Al-Qadir Yang Mahakuasa
Syarah Sullamul Wushul
Abu Zufar Mujtaba
الأحَدُ الفَرْدُ الْقَدِيرُ الأزَليّ الصَّمَدُ الْبَرُّ الْمُهَيْمِنُ العَلِيّ
(Allah adalah) al-Ahad, al-Fard, al-Qadir, ash-Shamad, al-Barr, al-Muhaimin, dan al-‘Ali.
Pada edisi yang lalu kita telah membahas dua dari delapan Asma`ul Husna yang tersebut pada nazham di atas. Kedelapan nama itu adalah al-Ahad (Yang Esa), al-Fard (Yang Tunggal), al-Qadir (Mahakuasa), ash-Shamad (Yang segala sesuatu bergantung pada-Nya), al-Barr (yang Mahabaik), al-Muhaimin (Yang Memelihara), dan al-‘Ali (Yang Maha Tinggi).
Allah Mahakuasa
Kekuasaan Allah terhadap segala sesuatu adalah kekuasaan yang mutlak dan sempurna. Tak ada sesuatu atau siapa pun yang dapat menandingi atau melemahkan-Nya. Tidak di langit, tidak juga di bumi. Bagi Allah menciptakan atau membangkitkan mereka laksana menciptakan atau membangkitkan satu jiwa saja. Apapun yang hendak Dia ciptakan, Dia cukup berkata, “Jadilah!” maka jadilah apa yang dikehendaki-Nya itu. Dia mampu menciptakan segala sesuatu, membinasakan mereka, lalu mengembalikan mereka semua seperti sediakala—dan itu lebih mudah bagi-Nya daripada menciptakan mereka dari tidak ada. Dia berkuasa untuk melakukan apapun yang dikehendaki-Nya, bagaimanapun dan kapanpun.
“Jika Allah menghendaki, niscaya Dia musnahkan kalian, wahai manusia, dan Dia datangkan umat yang lain (sebagai penggantimu). Dan adalah Allah Maha Kuasa berbuat demikian.” (QS. An-Nisa`: 133)
“Sebagai sunnah Allah yang berlaku atas orang-orang yang telah terdahulu sebelum(mu), dan kamu sekali-kali tiada akan mendapati peubahan pada sunnah Allah.” (QS. Al-Hajj: 62)

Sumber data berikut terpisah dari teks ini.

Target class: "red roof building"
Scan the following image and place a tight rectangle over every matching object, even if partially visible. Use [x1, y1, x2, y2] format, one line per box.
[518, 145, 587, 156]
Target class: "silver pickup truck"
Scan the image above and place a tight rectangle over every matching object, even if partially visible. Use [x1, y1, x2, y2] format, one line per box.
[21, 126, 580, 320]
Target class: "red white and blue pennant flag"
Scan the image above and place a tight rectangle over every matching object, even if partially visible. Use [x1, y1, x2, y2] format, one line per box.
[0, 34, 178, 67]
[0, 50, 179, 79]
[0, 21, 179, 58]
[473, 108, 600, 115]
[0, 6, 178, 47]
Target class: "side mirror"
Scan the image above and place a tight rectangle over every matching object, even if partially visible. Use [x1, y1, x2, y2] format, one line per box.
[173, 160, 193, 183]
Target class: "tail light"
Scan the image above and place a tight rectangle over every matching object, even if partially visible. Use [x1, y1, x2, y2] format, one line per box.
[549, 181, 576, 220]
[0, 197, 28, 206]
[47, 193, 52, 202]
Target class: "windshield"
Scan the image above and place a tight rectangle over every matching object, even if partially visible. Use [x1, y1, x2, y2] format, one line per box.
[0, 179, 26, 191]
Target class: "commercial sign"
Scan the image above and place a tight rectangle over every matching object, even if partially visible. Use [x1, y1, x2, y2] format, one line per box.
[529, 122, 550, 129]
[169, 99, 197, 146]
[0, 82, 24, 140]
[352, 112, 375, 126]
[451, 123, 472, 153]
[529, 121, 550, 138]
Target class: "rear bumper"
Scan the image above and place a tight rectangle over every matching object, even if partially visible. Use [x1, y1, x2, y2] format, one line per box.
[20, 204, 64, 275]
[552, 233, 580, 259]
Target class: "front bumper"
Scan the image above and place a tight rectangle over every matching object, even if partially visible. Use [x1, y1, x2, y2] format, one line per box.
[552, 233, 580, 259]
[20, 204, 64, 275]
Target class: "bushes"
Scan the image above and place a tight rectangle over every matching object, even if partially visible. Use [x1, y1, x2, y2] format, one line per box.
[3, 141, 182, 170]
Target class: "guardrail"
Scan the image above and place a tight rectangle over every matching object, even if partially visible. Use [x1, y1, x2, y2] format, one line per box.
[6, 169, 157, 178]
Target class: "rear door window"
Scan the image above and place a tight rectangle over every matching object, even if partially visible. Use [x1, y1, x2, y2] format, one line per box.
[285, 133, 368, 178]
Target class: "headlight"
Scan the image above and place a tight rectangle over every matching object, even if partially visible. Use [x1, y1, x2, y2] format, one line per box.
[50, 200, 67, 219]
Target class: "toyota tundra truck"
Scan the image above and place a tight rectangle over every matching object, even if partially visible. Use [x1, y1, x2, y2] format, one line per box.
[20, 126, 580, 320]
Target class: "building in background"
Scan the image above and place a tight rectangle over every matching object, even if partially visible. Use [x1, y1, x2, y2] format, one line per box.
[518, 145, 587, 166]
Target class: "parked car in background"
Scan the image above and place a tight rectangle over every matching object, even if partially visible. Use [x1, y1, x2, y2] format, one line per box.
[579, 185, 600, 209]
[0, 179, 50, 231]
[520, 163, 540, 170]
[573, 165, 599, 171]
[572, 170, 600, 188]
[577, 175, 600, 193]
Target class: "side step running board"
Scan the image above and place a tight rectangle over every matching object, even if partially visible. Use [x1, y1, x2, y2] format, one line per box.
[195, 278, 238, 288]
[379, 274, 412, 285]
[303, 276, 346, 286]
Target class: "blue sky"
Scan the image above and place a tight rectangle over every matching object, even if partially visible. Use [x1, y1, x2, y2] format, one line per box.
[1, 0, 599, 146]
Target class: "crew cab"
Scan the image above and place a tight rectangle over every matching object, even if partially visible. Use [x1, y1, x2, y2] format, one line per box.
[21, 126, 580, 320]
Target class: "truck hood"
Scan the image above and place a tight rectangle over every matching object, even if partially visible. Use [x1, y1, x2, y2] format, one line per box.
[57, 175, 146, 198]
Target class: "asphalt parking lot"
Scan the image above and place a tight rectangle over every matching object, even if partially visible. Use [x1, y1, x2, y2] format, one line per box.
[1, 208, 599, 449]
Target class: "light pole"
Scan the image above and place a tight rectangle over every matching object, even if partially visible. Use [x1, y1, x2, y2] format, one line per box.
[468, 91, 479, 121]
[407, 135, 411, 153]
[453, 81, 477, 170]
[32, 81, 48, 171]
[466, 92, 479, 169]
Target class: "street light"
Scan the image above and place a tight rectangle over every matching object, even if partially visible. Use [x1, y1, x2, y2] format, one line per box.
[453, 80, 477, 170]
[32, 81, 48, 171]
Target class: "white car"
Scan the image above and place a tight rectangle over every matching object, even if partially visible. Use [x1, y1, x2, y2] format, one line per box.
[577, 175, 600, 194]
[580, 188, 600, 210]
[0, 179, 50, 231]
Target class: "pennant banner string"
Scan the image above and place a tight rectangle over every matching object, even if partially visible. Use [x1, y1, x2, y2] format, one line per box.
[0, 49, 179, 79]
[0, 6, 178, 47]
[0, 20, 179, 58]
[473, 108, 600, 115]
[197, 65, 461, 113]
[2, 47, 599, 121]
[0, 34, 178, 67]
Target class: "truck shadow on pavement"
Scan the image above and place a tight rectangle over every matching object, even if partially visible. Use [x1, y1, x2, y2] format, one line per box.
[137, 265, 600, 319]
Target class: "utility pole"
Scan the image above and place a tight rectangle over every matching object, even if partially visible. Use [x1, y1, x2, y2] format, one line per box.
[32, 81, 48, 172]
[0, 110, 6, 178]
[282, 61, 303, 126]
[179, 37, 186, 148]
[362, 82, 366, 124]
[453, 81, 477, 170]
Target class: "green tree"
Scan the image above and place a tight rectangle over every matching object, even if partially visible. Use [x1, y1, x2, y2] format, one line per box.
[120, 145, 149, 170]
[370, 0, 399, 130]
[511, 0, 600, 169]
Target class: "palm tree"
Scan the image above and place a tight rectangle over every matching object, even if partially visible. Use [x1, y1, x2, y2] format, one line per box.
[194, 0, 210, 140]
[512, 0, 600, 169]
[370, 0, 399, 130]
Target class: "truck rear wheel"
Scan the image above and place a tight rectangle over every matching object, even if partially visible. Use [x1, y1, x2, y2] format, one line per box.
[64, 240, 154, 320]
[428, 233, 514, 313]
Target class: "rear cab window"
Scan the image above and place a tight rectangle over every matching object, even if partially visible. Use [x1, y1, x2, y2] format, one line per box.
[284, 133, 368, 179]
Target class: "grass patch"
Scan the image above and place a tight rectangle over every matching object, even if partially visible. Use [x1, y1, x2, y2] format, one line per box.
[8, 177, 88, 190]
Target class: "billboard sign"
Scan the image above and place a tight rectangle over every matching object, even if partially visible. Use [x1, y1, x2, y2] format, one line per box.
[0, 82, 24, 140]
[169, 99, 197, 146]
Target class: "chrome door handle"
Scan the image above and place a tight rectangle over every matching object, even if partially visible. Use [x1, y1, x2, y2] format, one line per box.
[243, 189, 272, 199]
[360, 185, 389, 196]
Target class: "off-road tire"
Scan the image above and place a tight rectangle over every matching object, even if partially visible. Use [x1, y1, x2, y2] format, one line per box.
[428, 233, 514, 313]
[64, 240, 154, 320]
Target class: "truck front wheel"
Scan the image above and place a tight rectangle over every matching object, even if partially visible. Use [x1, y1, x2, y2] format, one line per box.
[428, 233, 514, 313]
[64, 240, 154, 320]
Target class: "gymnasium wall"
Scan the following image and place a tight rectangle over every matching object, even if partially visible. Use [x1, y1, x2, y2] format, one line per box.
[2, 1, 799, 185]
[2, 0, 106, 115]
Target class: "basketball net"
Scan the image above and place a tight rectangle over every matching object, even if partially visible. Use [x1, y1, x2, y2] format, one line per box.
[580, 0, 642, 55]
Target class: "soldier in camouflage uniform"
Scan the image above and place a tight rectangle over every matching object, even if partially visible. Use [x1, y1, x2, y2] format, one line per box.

“Dan apakah mereka tidak berjalan di muka bumi, lalu melihat bagaimana kesudahan orang-orang yang sebelum mereka, sedangkan orang-orang itu adalah lebih besar kekuatannya dari mereka? Dan tiada sesuatu pun yang dapat melemahkan Allah baik di langit maupun di bumi. Sesungguhnya Allah Maha Mengetahui lagi Maha Kuasa.” (QS. Fathir: 44)
“Tidaklah Allah menciptakan dan membangkitkan kamu (dari dalam kubur) itu melainkan hanyalah seperti (menciptakan dan membangkitkan) satu jiwa saja. Sesungguhnya Allah Maha Mendengar lagi Maha Melihat.” (QS. Luqman: 28)
“Sesungguhnya keadaan-Nya apabila dia menghendaki sesuatu hanyalah Berkata kepadanya: “Jadilah!” Maka terjadilah ia.” (QS. Yasin: 82)
“Dan apakah mereka tidak memperhatikan bahwa Sesungguhnya Allah yang menciptakan langit dan bumi dan dia tidak merasa payah Karena menciptakannya, Kuasa menghidupkan orang-orang mati? Ya (bahkan) Sesungguhnya dia Maha Kuasa atas segala sesuatu.” (QS. Al-Ahqaf: 33)
“Maka apakah kami letih dengan penciptaan yang pertama? Sebenarnya mereka dalam keadaan ragu-ragu tentang penciptaan yang baru.” (QS. Qaf: 15)
“(Dan mengutus) seorang Rasul yang membacakan kepadamu ayat-ayat Allah yang menerangkan (bermacam-macam hukum) supaya dia mengeluarkan orang-orang yang beriman dan beramal shalih dari kegelapan kepada cahaya. Dan barangsiapa beriman kepada Allah dan mengerjakan amal yang shalih niscaya Allah akan memasukkannya ke dalam surga-surga yang mengalir di bawahnya sungai-sungai; mereka kekal di dalamnya selama-lamanya. Sesungguhnya Allah memberikan rezki yang baik kepadanya. Allah-lah yang menciptakan tujuh langit dan seperti itu pula bumi. Perintah Allah berlaku padanya, agar kamu mengetahui bahwasanya Allah Maha Kuasa atas segala sesuatu, dan sesungguhnya Allah ilmu-Nya benar-benar meliputi segala sesuatu.” (QS. Ath-Thalaq: 11-12)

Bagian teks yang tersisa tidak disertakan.